GSA 2020 Connects Online

Paper No. 113-7
Presentation Time: 11:30 AM

EVALUATING REDOX CONDITIONS DURING THE CAMBRIAN SPICE EVENT, WESTERN NEWFOUNDLAND, CANADA


HAGEN, Amy P.I.1, JONES, David S.2, FIKE, David A.3, TOSCA, Nicholas J.4 and PRUSS, Sara B.1, (1)Department of Geosciences, Smith College, Northampton, MA 01063, (2)Geology Department, Amherst College, 11 Barrett Hill Road, Amherst, MA 01002, (3)Earth and Planetary Sciences, Washington University in St. Louis, One Brookings Drive, Campus Box 1169, St Louis, MO 63130, (4)Department of Earth Sciences, University of Cambridge, Cambridge, CB2 3EQ, United Kingdom

The Steptoean Positive Isotopic Carbon Excursion, or SPICE event, involved a global shift in carbon isotope values that corresponded to an extinction of trilobites in later Cambrian oceans. While this excursion has been found globally, the mechanism(s) that drove this excursion remain unconfirmed.

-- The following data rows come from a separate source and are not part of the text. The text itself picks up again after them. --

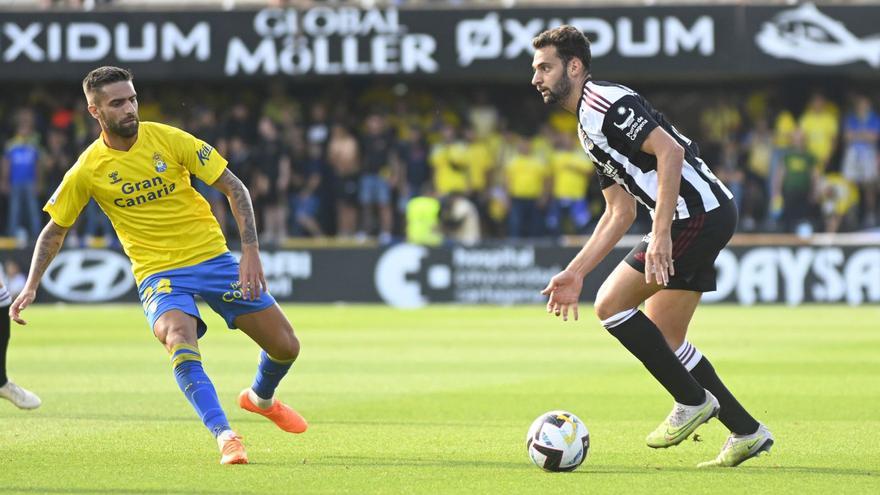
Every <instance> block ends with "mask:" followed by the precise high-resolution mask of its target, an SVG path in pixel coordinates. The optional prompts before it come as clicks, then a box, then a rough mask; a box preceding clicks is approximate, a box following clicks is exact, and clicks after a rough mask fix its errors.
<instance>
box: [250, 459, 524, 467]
mask: <svg viewBox="0 0 880 495" xmlns="http://www.w3.org/2000/svg"><path fill="white" fill-rule="evenodd" d="M258 465H262V466H266V467H273V468H274V467H279V466H291V464H290V463H288V462H265V461H261V462H260V463H259V464H258ZM296 466H306V467H308V466H316V467H333V468H340V467H343V468H372V467H397V466H399V467H430V468H438V467H440V468H442V467H447V468H462V467H473V468H493V469H512V470H523V469H534V468H533V467H532V466H531V465H530V464H528V463H527V462H504V461H478V460H469V459H462V460H437V459H413V458H388V457H383V458H377V457H371V456H326V457H316V458H313V459H309V458H307V459H305V460H304V461H303V462H297V463H296Z"/></svg>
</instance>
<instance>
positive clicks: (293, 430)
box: [238, 388, 309, 433]
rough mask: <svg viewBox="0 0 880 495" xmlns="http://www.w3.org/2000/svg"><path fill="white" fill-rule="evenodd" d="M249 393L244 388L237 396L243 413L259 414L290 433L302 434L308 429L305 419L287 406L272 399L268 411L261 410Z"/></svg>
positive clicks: (284, 403) (297, 412) (240, 406)
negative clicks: (249, 412) (248, 393)
mask: <svg viewBox="0 0 880 495" xmlns="http://www.w3.org/2000/svg"><path fill="white" fill-rule="evenodd" d="M249 391H250V388H246V389H244V390H242V391H241V393H240V394H238V405H239V406H240V407H241V408H242V409H244V410H245V411H250V412H253V413H257V414H261V415H263V416H265V417H267V418H269V419H270V420H272V422H273V423H275V424H276V425H278V427H279V428H281V429H282V430H284V431H287V432H290V433H302V432H304V431H306V430H307V429H308V427H309V424H308V423H307V422H306V420H305V418H303V417H302V416H300V414H299V413H298V412H296V411H294V410H293V409H291V407H290V406H288V405H287V404H285V403H283V402H281V401H280V400H278V399H274V400H273V402H272V405H271V406H270V407H269V408H268V409H261V408H260V407H259V406H257V405H256V404H254V403H253V402H252V401H251V398H250V396H249V395H248V392H249Z"/></svg>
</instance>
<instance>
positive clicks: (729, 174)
mask: <svg viewBox="0 0 880 495" xmlns="http://www.w3.org/2000/svg"><path fill="white" fill-rule="evenodd" d="M715 175H717V176H718V178H719V179H721V182H723V183H724V184H725V185H726V186H727V188H728V189H729V190H730V193H731V194H733V201H734V203H736V209H737V210H738V211H742V209H743V190H744V182H745V173H744V172H743V167H742V159H741V157H740V153H739V146H738V143H737V142H736V141H734V140H732V139H730V140H725V141H724V142H723V143H722V144H721V153H720V154H719V155H718V159H717V161H715Z"/></svg>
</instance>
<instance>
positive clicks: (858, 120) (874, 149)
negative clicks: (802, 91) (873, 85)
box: [842, 95, 880, 227]
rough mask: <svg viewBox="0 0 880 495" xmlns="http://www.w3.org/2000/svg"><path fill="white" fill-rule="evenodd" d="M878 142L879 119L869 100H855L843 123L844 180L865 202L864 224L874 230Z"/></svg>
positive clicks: (859, 98)
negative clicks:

In the Port au Port Group of western Newfoundland, the SPICE event is preserved in a series of fault blocks along the south facing shore of the Port au Port Peninsula. Recent analysis of the SPICE event in western Newfoundland shows that the carbon isotope excursion is accompanied by small mercury enrichments. In both the initial mercury measurements and in mercury normalized to total organic carbon, our data show elevated mercury concentrations before and after the SPICE but a return to baseline during the excursion. We coupled the carbon isotope and mercury data with XRD analyses of insoluble residues and show that the presence of glauconite and berthierine/chamosite corresponds to intervals of mercury enrichments. The presence of these redox sensitive minerals with mercury enrichments suggest that the SPICE in Newfoundland preserves a record of changing oxygen conditions during its onset and in its aftermath. This study contributes to a larger, global effort to identify and analyze SPICE sections while considering the hypothesis that mercury may act as a local redox indicator.